Cérémonie d’autant plus émouvante et plus significative qu’elle fut toute spontanée, qu’elle émane de l’initiative particulière et non concertée de simples soldats et de leurs chefs et qu’elle revêt par là-même une haute portée à laquelle n’aurait rien ajouté une consécration officielle.

Ainsi que nous l’avons dit dans nos précédents numéros, des mains pieuses avaient pris soin sur l’initiative de M. le Gouverneur Daru, que la dernière demeure des héros fût couronnée de fleurs et de verdure pour la célébration de la fête du Pays. C’est, nous a-t-on dit hier ̶ ce ne fut pas sans peine que nous avons pu obtenir le renseignement ̶ à l’initiative de M. le capitaine Cordier, du 7e territorial, notre presque concitoyen puisqu’il habite Pont-de-Briques, où il préside avec dévouement aux destinées de la Société de gymnastique et de l’active Société de préparation militaire que nous devons d’avoir pu rendre hommage à la magnifique décoration qu’ont reçue les tombes anglaises et françaises au milieu desquelles se remarque un admirable massif représentant la croix de guerre flanquée des couleurs nationales. Et il convient par la même occasion de rendre justice à ceux qui lui ont prêté leur collaboration efficace, le caporal Tanfin, du 7e territorial, un jardinier boulonnais, et M. Jacquemin, jardinier-chef de la Ville.

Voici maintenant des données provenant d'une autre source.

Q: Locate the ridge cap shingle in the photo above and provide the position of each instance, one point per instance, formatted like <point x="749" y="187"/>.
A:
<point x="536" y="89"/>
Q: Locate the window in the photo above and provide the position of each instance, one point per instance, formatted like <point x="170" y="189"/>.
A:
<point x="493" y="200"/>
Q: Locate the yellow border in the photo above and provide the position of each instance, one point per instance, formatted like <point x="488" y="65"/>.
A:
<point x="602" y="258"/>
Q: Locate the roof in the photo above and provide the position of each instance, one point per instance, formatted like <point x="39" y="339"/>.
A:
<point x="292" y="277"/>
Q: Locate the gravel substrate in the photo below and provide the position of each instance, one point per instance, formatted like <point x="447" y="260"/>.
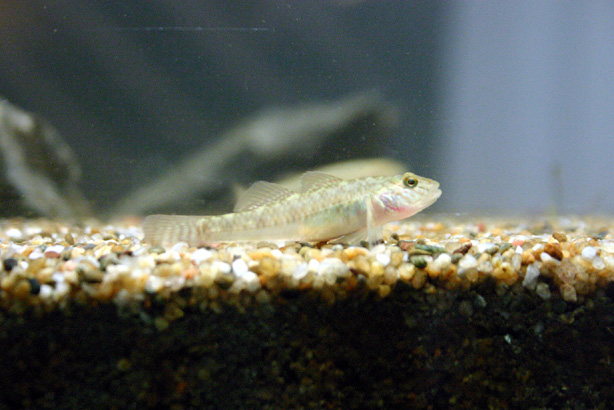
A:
<point x="480" y="313"/>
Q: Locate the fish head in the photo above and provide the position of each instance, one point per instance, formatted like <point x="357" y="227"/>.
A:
<point x="402" y="196"/>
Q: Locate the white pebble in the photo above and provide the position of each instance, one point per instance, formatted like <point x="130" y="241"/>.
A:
<point x="58" y="277"/>
<point x="252" y="282"/>
<point x="485" y="247"/>
<point x="55" y="249"/>
<point x="180" y="246"/>
<point x="333" y="268"/>
<point x="468" y="262"/>
<point x="220" y="267"/>
<point x="301" y="271"/>
<point x="443" y="261"/>
<point x="589" y="252"/>
<point x="530" y="278"/>
<point x="547" y="259"/>
<point x="36" y="254"/>
<point x="201" y="255"/>
<point x="313" y="265"/>
<point x="543" y="291"/>
<point x="383" y="259"/>
<point x="45" y="292"/>
<point x="239" y="267"/>
<point x="598" y="263"/>
<point x="13" y="233"/>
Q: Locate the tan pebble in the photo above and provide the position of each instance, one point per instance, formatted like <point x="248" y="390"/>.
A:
<point x="377" y="269"/>
<point x="353" y="251"/>
<point x="8" y="282"/>
<point x="583" y="288"/>
<point x="360" y="264"/>
<point x="207" y="276"/>
<point x="527" y="258"/>
<point x="384" y="290"/>
<point x="269" y="266"/>
<point x="560" y="236"/>
<point x="568" y="292"/>
<point x="262" y="296"/>
<point x="44" y="275"/>
<point x="506" y="273"/>
<point x="419" y="279"/>
<point x="36" y="265"/>
<point x="373" y="282"/>
<point x="432" y="269"/>
<point x="554" y="250"/>
<point x="406" y="272"/>
<point x="484" y="257"/>
<point x="396" y="258"/>
<point x="390" y="275"/>
<point x="214" y="292"/>
<point x="260" y="253"/>
<point x="21" y="290"/>
<point x="472" y="275"/>
<point x="117" y="249"/>
<point x="76" y="253"/>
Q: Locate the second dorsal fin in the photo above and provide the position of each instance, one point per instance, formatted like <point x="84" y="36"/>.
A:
<point x="311" y="180"/>
<point x="261" y="193"/>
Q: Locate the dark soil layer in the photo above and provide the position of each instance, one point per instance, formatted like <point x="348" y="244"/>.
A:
<point x="486" y="348"/>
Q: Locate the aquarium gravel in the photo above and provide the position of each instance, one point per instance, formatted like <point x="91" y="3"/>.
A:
<point x="446" y="313"/>
<point x="47" y="265"/>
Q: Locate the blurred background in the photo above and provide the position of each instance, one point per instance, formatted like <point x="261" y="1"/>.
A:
<point x="508" y="104"/>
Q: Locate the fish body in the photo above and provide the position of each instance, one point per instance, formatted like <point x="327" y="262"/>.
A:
<point x="326" y="208"/>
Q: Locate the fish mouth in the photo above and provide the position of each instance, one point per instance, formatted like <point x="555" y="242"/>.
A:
<point x="430" y="200"/>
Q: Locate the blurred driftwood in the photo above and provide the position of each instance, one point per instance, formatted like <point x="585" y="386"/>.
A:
<point x="281" y="139"/>
<point x="39" y="171"/>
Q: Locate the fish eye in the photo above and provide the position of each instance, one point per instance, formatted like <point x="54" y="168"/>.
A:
<point x="410" y="182"/>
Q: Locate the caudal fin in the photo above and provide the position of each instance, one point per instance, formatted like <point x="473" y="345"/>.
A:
<point x="170" y="229"/>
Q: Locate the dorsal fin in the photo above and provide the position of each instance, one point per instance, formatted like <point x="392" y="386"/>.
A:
<point x="261" y="193"/>
<point x="311" y="180"/>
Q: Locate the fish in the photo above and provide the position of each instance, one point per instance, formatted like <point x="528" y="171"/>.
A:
<point x="327" y="208"/>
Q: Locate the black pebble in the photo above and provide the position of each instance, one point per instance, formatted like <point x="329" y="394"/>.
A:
<point x="9" y="264"/>
<point x="35" y="286"/>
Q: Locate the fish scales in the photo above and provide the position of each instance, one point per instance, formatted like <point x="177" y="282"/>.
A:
<point x="326" y="208"/>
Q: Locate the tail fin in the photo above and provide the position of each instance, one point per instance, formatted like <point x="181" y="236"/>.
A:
<point x="169" y="229"/>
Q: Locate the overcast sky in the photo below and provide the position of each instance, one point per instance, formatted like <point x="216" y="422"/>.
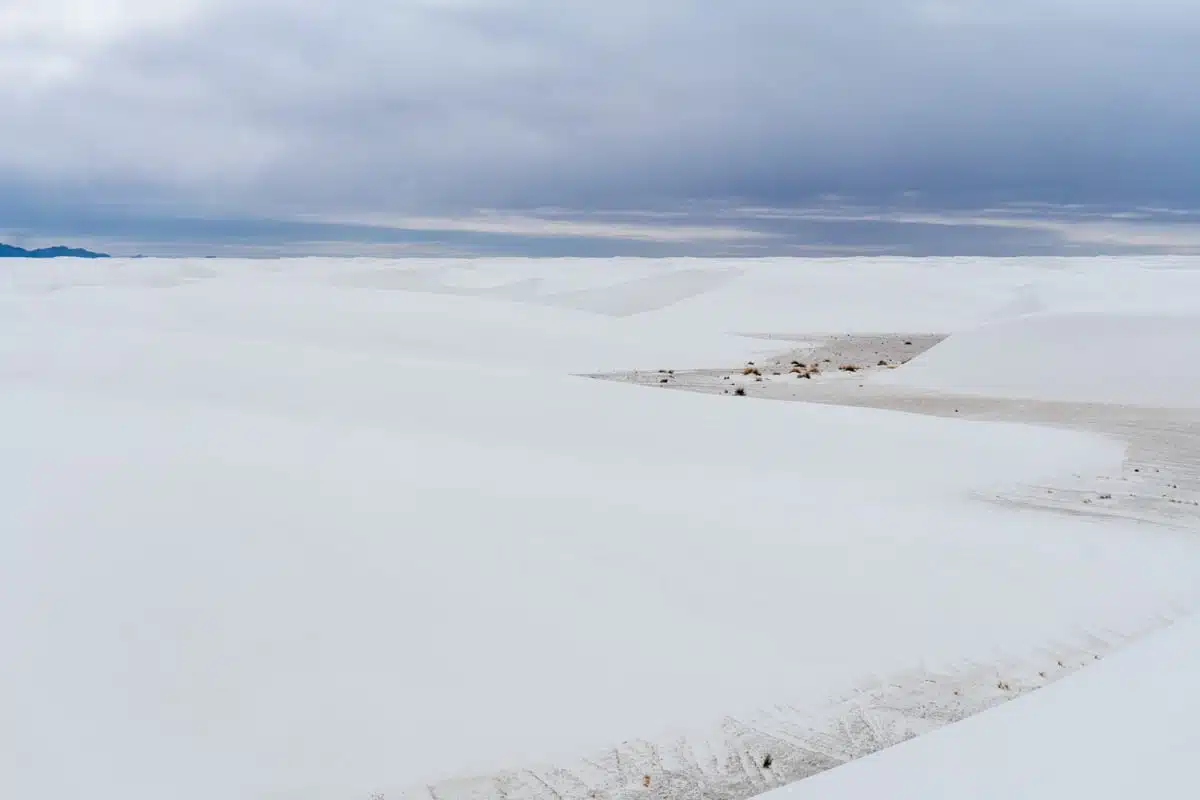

À dix heures précises, une compagnie fait son entrée dans le nouveau cimetière où un service d’ordre a été organisé, à hauteur des tombes anglaises, par le brigadier de police Bertoux et le brigadier de gendarmerie Klein. C’est celle du capitaine Cordier, la 19e du 7e territorial qu’accompagne aussi M. le capitaine Gillet, commandant le bataillon du 7e. Les hommes ont dévalisé les fleuristes et le marché. Ils apportent avec eux de magnifiques couronnes, roses, œillets, lys et bluets ̶ les couleurs nationales ̶ avec de larges rubans portant l’inscription : "À nos frères".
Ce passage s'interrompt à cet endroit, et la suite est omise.